L’offensiva su Hodeidah ebbe carattere decisivo: anche in questa occasione gli Houthi ebbero la meglio (anche se con qualche difficoltà). A dicembre 2018 si tennero poi dei colloqui preliminari di pace, per cercare di porre fine al conflitto. Si svolsero in Svezia e al centro della discussione vi furono questioni quali: lo scambio di prigionieri, l’apertura di corridoi umanitari e il ritiro delle forze belligeranti dalla città di Hodeidah. Si posero le basi per la cessazione del fuoco.

 

L’accordo di Riad

 

In seguito, il 5 novembre 2019 venne stipulato un accordo tra il governo internazionalmente riconosciuto di Hadi e i secessionisti meridionali del Southern Transitional Council (Stc), che prese il nome di “Riyadh Agreement”.

L’intesa prevedeva la creazione di un nuovo governo guidato dal Presidente Hadi, in cui sarebbero dovute confluire entrambe le forze in contrasto, e che avrebbe dovuto avere capitale ad Aden. Il documento disponeva, inoltre, di alcune clausole secondo le quali i ministri sarebbero stati scelti tramite consultazioni tra le due forze e sotto la supervisione saudita. L’accordo sembrava offrire una posizione dominante all’Arabia Saudita sul territorio yemenita, che avrebbe potuto così ricompattare il fronte anti-Houthi.

 

Nonostante si pensasse che l’accordo avrebbe potuto rappresentare la fine del conflitto in Yemen, in realtà non riuscì a risolvere nessuna delle problematiche che tutt’ora attanagliano il Paese.

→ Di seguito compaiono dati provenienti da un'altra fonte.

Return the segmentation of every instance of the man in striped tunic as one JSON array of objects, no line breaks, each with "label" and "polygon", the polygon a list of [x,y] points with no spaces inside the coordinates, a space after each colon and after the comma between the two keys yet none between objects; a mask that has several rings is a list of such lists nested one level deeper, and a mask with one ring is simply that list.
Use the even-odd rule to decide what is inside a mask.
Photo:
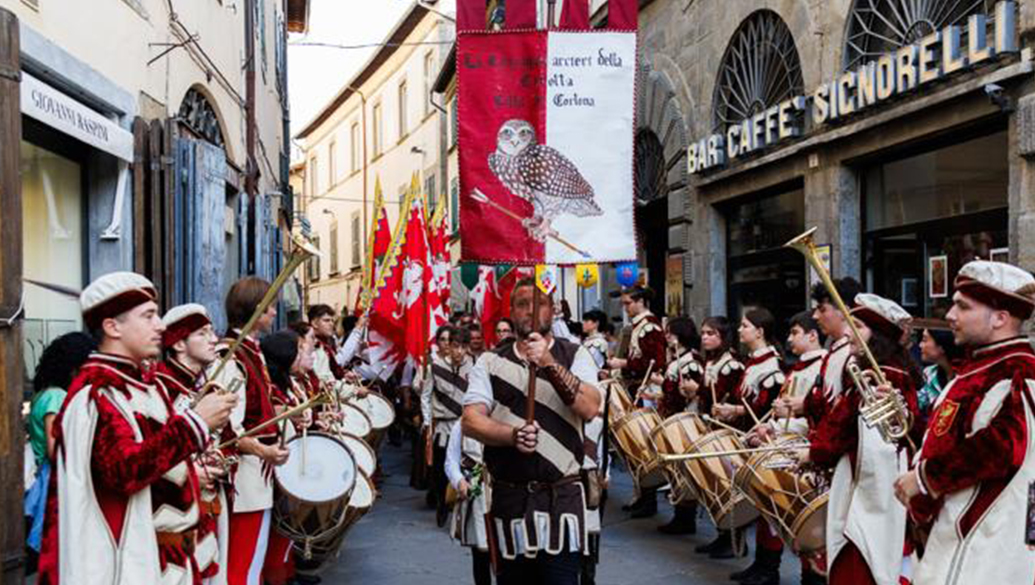
[{"label": "man in striped tunic", "polygon": [[[478,360],[464,395],[464,434],[485,444],[492,478],[498,583],[576,585],[587,547],[583,426],[600,411],[597,368],[585,348],[553,338],[553,303],[532,279],[515,285],[511,317],[518,340]],[[530,363],[538,375],[528,423]]]}]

In questo senso, un esempio lampante è rappresentato dall’attacco risalente al 14 settembre 2019, in cui vennero colpiti gli impianti petroliferi di Abqaiq e Khurais per mano degli Houthi, in territorio saudita.

Inoltre, l’Arabia Saudita ha dovuto far fronte ad un peggioramento delle relazioni con il Marocco e ha sperimentato crescenti divergenze con gli Emirati Arabi Uniti, peggioramento palesatosi proprio in Yemen: territorio dove i due Paesi hanno interessi diversi e hanno appoggiato attori rivali. Gli stessi attori che l’accordo di Riyadh aspira a ricomporre sotto la guida saudita.

 

Il 25 aprile scorso, il Southern Transitional Council ha proclamato l’autogoverno secessionista nella città di Aden, capitale provvisoria del governo, nonché nei territori sud-occidentali controllati dalle milizie a lui affiliate. Una scelta dettata dai fallimenti amministrativi del governo nonché dalla mancata applicazione dell’accordo.

La situazione drammatica che vivono i civili

 

In questo scenario di forte instabilità politica, sono i civili a pagare le peggiori conseguenze.

Già prima del conflitto, lo Yemen era uno dei Paesi più poveri del mondo arabo. Ora, con una guerra in stallo da anni, la situazione dei cittadini yemeniti è in continuo peggioramento: l’economia è ferma, c’è difficoltà nel reperire viveri e medicinali.

Dal 2015 ad oggi il numero di persone in Yemen che sono malnutrite e muoiono di fame è in continuo aumento, motivo per cui la crisi umanitaria in atto nel Paese è definita come una delle più catastrofiche degli ultimi anni. Il blocco da parte dei paesi arabi all’arrivo di qualsiasi rifornimento e medicinale sta portando circa 7 milioni di yemeniti alla fame. Fame ed epidemie si sono trasformate in una vera e propria arma d’assedio, utilizzata per convincere i ribelli Houthi a cedere.

 

I media a livello internazionale, tuttavia, sembrano non curarsi delle condizioni disumane in cui vive la maggior parte della popolazione.